Two of the decisions you make with your potted plants will affect their future more than almost anything else: the container and soil you plant them into. This five-part guide will lead you through the process of how to select soil and containers that will help your plants thrive.

Step 1: Pick a Container Size

The first thing to consider when choosing a plant container is the plant’s needs in terms of root volume and growth pattern. Will it send out deep roots, or does it root more superficially? Are you planting only one plant in a container or making a planting arrangement? Base the container size on the size of a plant’s roots. For multiple plants in one container, choose something that is wide and deep enough for them all.

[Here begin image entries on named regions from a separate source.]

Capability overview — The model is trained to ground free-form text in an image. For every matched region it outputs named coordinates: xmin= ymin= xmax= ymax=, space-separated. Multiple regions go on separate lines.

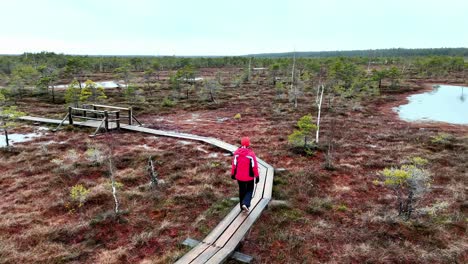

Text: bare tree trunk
xmin=109 ymin=157 xmax=119 ymax=214
xmin=247 ymin=58 xmax=252 ymax=81
xmin=315 ymin=84 xmax=325 ymax=144
xmin=148 ymin=157 xmax=158 ymax=188
xmin=5 ymin=128 xmax=10 ymax=147
xmin=291 ymin=52 xmax=297 ymax=108
xmin=52 ymin=84 xmax=55 ymax=104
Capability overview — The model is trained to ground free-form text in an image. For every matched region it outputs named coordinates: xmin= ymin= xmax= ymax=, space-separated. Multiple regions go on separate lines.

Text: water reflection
xmin=395 ymin=85 xmax=468 ymax=124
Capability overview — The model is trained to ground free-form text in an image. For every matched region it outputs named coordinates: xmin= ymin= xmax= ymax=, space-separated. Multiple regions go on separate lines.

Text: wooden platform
xmin=20 ymin=116 xmax=274 ymax=263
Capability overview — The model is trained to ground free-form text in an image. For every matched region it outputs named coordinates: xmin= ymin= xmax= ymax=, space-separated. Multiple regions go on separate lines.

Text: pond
xmin=394 ymin=85 xmax=468 ymax=125
xmin=49 ymin=81 xmax=125 ymax=89
xmin=0 ymin=127 xmax=49 ymax=148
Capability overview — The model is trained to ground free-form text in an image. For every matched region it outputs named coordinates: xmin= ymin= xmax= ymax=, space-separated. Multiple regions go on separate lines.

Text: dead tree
xmin=315 ymin=84 xmax=325 ymax=144
xmin=148 ymin=157 xmax=158 ymax=188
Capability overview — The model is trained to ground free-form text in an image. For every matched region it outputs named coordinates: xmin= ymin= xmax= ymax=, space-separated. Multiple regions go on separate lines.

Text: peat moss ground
xmin=0 ymin=127 xmax=236 ymax=263
xmin=0 ymin=70 xmax=468 ymax=263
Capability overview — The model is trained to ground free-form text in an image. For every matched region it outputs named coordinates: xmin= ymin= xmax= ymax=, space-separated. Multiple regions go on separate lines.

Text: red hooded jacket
xmin=231 ymin=147 xmax=258 ymax=181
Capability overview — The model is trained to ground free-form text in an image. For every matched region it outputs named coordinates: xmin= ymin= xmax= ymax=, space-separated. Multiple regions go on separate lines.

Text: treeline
xmin=247 ymin=48 xmax=468 ymax=58
xmin=0 ymin=52 xmax=468 ymax=106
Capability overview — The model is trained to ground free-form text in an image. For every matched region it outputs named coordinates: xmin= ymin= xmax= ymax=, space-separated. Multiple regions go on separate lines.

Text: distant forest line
xmin=247 ymin=48 xmax=468 ymax=58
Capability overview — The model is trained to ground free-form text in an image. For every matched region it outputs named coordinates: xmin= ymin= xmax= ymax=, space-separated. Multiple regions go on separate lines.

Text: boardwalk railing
xmin=20 ymin=116 xmax=274 ymax=264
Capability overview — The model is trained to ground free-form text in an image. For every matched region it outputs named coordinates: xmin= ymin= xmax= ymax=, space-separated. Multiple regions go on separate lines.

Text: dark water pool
xmin=394 ymin=85 xmax=468 ymax=125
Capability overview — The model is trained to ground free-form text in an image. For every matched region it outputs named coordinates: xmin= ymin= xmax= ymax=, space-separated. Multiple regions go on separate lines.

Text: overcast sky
xmin=0 ymin=0 xmax=468 ymax=55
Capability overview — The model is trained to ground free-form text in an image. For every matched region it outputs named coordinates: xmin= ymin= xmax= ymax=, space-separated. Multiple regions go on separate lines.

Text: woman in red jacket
xmin=231 ymin=137 xmax=260 ymax=212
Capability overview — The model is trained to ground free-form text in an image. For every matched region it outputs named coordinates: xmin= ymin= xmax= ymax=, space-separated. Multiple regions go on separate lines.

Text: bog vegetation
xmin=0 ymin=49 xmax=468 ymax=263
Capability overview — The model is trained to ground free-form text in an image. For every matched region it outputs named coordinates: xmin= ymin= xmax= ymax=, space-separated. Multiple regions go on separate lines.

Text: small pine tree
xmin=65 ymin=79 xmax=81 ymax=107
xmin=288 ymin=115 xmax=317 ymax=155
xmin=80 ymin=80 xmax=107 ymax=103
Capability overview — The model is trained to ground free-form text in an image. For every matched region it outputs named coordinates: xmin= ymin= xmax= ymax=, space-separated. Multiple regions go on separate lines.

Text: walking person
xmin=231 ymin=137 xmax=260 ymax=212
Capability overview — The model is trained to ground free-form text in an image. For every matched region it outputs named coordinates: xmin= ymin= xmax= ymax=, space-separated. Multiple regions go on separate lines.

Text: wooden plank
xmin=93 ymin=104 xmax=129 ymax=110
xmin=203 ymin=204 xmax=241 ymax=244
xmin=18 ymin=116 xmax=64 ymax=124
xmin=231 ymin=251 xmax=253 ymax=264
xmin=206 ymin=199 xmax=269 ymax=263
xmin=182 ymin=237 xmax=200 ymax=248
xmin=176 ymin=243 xmax=210 ymax=264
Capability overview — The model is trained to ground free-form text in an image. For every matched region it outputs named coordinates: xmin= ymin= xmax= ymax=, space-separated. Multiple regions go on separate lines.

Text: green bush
xmin=288 ymin=115 xmax=317 ymax=155
xmin=161 ymin=98 xmax=176 ymax=107
xmin=374 ymin=157 xmax=430 ymax=220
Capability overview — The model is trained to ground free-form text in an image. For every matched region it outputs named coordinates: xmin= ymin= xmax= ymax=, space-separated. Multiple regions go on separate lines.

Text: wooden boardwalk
xmin=20 ymin=116 xmax=274 ymax=264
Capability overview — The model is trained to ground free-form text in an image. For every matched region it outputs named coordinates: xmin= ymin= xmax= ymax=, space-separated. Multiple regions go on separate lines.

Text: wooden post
xmin=115 ymin=111 xmax=120 ymax=129
xmin=128 ymin=107 xmax=133 ymax=125
xmin=68 ymin=106 xmax=73 ymax=125
xmin=104 ymin=110 xmax=109 ymax=132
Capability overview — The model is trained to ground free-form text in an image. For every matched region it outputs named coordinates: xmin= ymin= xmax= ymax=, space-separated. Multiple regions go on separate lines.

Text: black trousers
xmin=237 ymin=180 xmax=254 ymax=208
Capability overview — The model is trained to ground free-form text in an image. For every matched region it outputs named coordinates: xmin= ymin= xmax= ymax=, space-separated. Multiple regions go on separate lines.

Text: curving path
xmin=20 ymin=116 xmax=274 ymax=264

Container and Soil Selection
Step 2: Choose a Container Material

From traditional terra cotta to repurposed decorative metal boxes, almost anything that holds soil can be used as a plant container. But different materials have different properties. Terra cotta is very porous, and soil will dry out more quickly in these pots than in glazed ceramics. It also doesn’t hold up well to weather and is better for indoor plants. Plastic and resin are light, durable, retain moisture well and come in many shapes and sizes. Metal containers are chic, but may be prone to rust and often lack drainage. For aesthetics, you can place one container inside another, such as a wicker basket or a vintage hatbox.

Container and Soil Selection
Step 3: Select a Container Type

Containers come in every shape and size, from tall and cylindrical to wide and bowl-like. You can find collections of succulents or cacti sold in wide, shallow containers — ideal for these shallow-rooted, drought-tolerant plants. Deeper containers are good for plants that need to stay moist, and self-watering pots are even better. Hanging pots are stylish but dry out quickly.

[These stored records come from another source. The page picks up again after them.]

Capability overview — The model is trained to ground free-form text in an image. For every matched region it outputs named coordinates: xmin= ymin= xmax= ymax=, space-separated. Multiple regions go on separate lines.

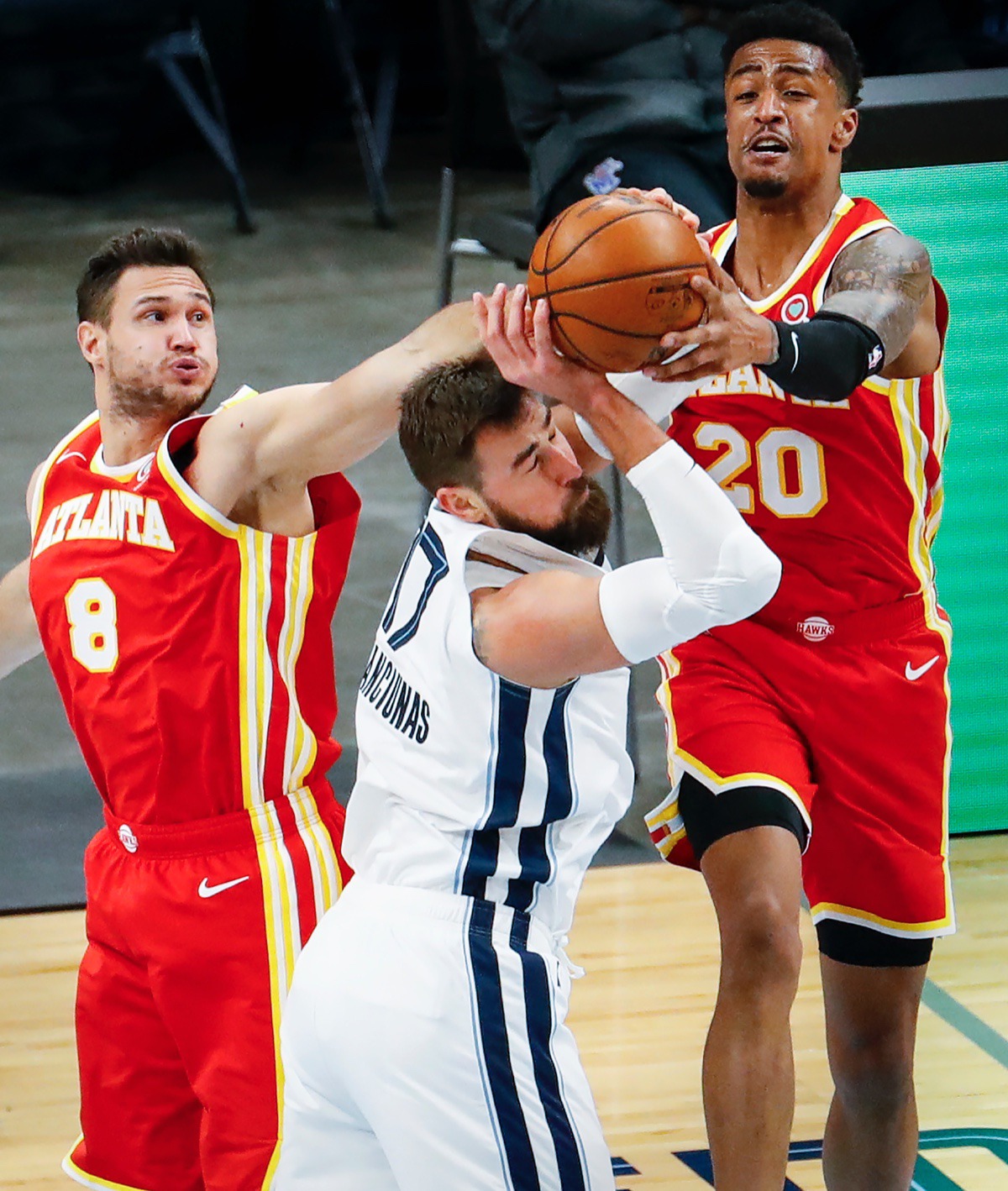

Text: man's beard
xmin=108 ymin=378 xmax=213 ymax=422
xmin=108 ymin=353 xmax=217 ymax=422
xmin=484 ymin=479 xmax=612 ymax=555
xmin=743 ymin=177 xmax=788 ymax=199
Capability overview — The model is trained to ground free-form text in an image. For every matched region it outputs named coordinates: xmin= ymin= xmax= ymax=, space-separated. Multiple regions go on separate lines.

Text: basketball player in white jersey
xmin=276 ymin=290 xmax=780 ymax=1191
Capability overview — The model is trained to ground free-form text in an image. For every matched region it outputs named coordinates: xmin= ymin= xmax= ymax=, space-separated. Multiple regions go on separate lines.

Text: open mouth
xmin=171 ymin=359 xmax=200 ymax=380
xmin=746 ymin=136 xmax=790 ymax=160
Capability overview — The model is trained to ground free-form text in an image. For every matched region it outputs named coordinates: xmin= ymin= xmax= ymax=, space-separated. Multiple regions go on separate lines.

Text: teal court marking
xmin=921 ymin=980 xmax=1008 ymax=1068
xmin=675 ymin=1129 xmax=1008 ymax=1191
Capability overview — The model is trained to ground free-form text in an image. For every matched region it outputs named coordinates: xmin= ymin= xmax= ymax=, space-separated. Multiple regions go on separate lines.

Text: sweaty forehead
xmin=728 ymin=37 xmax=832 ymax=81
xmin=116 ymin=265 xmax=206 ymax=306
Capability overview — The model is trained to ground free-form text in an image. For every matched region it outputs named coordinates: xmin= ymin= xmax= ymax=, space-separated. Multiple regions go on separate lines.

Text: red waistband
xmin=102 ymin=791 xmax=344 ymax=858
xmin=752 ymin=595 xmax=926 ymax=647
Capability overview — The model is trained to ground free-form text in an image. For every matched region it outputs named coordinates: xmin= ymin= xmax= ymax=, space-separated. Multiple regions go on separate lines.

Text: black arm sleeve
xmin=757 ymin=310 xmax=885 ymax=401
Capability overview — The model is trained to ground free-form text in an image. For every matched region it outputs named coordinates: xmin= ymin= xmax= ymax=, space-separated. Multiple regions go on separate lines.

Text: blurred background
xmin=0 ymin=0 xmax=1008 ymax=910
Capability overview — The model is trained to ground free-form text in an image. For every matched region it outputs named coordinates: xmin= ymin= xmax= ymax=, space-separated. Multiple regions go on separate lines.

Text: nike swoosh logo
xmin=905 ymin=653 xmax=942 ymax=683
xmin=197 ymin=877 xmax=248 ymax=897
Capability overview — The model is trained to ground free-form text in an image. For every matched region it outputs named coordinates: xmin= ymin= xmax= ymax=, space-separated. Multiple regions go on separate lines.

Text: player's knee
xmin=831 ymin=1036 xmax=914 ymax=1120
xmin=721 ymin=887 xmax=802 ymax=997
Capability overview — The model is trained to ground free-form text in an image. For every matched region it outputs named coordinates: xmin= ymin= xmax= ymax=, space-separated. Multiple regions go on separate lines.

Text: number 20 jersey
xmin=29 ymin=390 xmax=360 ymax=824
xmin=669 ymin=196 xmax=948 ymax=629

Container and Soil Selection
Step 4: Ensure Drainage

Good drainage is critical to plant health, because roots need access to oxygen. Any repurposed container that lacks drain holes needs to be either drilled, or the bottom needs to be filled with several inches of activated charcoal beneath the soil to assist with drainage. Ideally, plant roots will get the oxygen they need through a combination of well-drained soil, sensible watering techniques, and adequate bottom-of-the-container drainage.

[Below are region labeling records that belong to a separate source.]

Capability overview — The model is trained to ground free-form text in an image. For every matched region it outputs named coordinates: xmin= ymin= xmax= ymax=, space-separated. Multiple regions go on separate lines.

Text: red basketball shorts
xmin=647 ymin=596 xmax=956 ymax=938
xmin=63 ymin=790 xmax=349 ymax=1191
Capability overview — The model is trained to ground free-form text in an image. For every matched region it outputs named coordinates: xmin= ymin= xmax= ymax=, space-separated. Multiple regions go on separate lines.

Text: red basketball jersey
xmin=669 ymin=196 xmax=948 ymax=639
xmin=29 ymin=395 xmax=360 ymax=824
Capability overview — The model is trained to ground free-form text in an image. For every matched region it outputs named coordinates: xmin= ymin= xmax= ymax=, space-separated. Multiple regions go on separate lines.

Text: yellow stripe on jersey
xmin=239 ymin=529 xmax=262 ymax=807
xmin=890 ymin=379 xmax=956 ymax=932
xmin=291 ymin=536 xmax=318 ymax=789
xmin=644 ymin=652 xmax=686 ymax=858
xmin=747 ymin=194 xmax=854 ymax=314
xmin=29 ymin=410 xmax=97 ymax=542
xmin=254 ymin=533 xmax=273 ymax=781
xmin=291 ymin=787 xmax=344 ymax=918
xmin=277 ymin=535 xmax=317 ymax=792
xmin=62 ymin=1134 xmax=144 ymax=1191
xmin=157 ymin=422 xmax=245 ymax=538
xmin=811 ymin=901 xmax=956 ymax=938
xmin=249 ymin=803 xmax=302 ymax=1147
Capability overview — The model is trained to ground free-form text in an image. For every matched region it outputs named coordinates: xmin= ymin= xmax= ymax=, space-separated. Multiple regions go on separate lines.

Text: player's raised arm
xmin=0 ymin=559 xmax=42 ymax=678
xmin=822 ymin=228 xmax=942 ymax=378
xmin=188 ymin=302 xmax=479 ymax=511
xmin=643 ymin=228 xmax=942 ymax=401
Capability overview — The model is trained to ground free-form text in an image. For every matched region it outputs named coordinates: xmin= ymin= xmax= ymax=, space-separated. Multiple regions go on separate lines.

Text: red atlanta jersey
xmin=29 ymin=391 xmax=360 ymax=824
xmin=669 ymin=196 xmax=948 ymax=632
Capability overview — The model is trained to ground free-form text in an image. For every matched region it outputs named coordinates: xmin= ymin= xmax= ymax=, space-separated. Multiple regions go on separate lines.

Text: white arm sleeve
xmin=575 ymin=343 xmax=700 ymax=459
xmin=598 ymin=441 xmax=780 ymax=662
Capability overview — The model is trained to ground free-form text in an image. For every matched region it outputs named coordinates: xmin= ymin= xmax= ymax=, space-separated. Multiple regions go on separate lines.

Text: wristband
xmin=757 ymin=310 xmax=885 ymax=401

Container and Soil Selection
Step 5: Decide on a Soil Type

Plants need soil that can hold high levels of nutrients in the root zone, retaining sufficient moisture while allowing roots to breathe. There are many different commercial mixes designed for specific types of plants; using a soil mix that is suited to the plant you are potting is important. Pay attention to a plant’s ideal PH range and specific drainage needs when choosing soil. You can also make your own tailored soil blend, using a combination of peat moss, perlite, sand, vermiculite, and an organic compost. Coconut coir can also be used instead of peat moss. It might seem like a lot of fuss, but taking the time to select or create the right type of soil for your plant will pay off in the end.

Container and Soil Selection

These five simple steps are an easy way to give potted plants the best start in life. A little work in the beginning can ensure a long, beautiful relationship with your plants.